Mengapa Saya Sering Menengadah Ketika Sedang Berfikir ?


Salam blogger!

Mumpung lagi melek dan nunggu sahur perdana juga, alangkah baiknya bagi Saya untuk kejar setoran postingan blog. Sebenarnya lagi gak ada inspirasi sih, tapi mau gimana lagi. hehhehehe :p

Sewaktu tadi bengong sejenak untuk cari inspirasi tulisan buat blog baru Saya ini, tiba-tiba teringat akan perkataan dosen Saya yang kurang lebih seperti ini (ketika mata kuliah Speaking berlangsung yang pada saat itu ada praktik presentasi): “Kalau lagi  berfikir wajar pandangan kalian ke atas, tapi jangan kelamaan sampe audiensnya dicuekin gitu..”

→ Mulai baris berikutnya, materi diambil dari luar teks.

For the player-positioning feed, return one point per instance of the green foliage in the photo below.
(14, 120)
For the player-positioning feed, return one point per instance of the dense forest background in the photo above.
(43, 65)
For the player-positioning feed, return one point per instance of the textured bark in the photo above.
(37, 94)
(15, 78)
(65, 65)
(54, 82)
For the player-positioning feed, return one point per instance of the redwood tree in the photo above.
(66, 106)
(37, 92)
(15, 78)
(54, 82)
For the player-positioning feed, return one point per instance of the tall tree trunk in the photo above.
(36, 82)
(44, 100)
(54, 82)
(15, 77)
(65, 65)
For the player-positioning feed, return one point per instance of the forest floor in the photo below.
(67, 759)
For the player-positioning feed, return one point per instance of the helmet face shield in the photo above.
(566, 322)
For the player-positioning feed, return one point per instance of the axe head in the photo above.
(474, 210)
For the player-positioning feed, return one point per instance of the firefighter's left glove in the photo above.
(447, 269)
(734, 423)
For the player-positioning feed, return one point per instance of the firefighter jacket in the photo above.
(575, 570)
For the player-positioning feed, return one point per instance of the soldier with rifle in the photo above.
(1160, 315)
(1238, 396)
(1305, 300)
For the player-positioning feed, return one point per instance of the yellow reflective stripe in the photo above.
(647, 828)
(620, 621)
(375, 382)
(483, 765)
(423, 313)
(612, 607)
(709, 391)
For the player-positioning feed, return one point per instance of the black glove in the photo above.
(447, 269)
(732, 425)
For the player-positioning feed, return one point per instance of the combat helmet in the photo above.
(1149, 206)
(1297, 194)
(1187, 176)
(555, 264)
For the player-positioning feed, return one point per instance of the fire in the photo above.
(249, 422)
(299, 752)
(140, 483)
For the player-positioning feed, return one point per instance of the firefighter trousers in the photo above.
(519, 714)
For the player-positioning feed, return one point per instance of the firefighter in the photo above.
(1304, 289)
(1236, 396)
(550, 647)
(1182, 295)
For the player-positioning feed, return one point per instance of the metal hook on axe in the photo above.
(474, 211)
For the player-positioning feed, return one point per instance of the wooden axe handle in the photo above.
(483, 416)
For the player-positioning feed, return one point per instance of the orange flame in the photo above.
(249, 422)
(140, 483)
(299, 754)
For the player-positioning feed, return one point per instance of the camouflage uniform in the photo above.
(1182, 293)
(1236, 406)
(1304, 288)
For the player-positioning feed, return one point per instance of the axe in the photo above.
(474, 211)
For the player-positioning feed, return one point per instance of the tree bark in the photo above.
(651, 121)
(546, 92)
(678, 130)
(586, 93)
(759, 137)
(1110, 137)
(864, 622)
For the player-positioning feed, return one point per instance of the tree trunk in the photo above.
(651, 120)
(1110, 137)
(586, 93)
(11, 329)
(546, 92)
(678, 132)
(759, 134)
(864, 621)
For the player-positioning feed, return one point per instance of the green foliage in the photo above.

Kalau dipikir-pikir, entah secara sadar atau tidak, semua manusia memiliki kebiasaan yang sama ketika berfikir, yaitu : menengadah/melihat ke atas seakan jawabannya menggantung di atas kepala kita, hehehe :p

Penyebab kita menengadah ke atas ketika sedang berfikir, menggelitik rasa ingin tahu Saya. Dan akhirnya Saya pun menemukan jawabannya yang kurang lebih seperti ini. Cekidot:

Orang tidak mengenalnya secara secara luas, tetapi kebanyakan psikolog berpendapat orang mengunakan salah satu dari penglihatan, pendengaran, atau sentuhan ketika mereka mencari pemecahan mental untuk sesuatu. Citra, bunyi, atau perasaan dari masa lampau atau yang baru kita buat, menolong pemikiran kita. Misalnya, ketika seseorang mencoba mengingat berapa derajat sudut yang dibentuk kedua jarum jam pada pukul 10.00, pertama-tama boleh jadi ia mencoba membayangkan citra visual permukaan jam itu, kemudian memusatkan perhatian pada angka 10 dan 12, kemudian memusatkan perhatian, pada jarum besar yang menunjuk angka 12 dan jarum kecil yang menunjuk angka 10 (30 derajat). Bagaimanapun, digunakan citra visual yang berdasar pada indera penglihatan.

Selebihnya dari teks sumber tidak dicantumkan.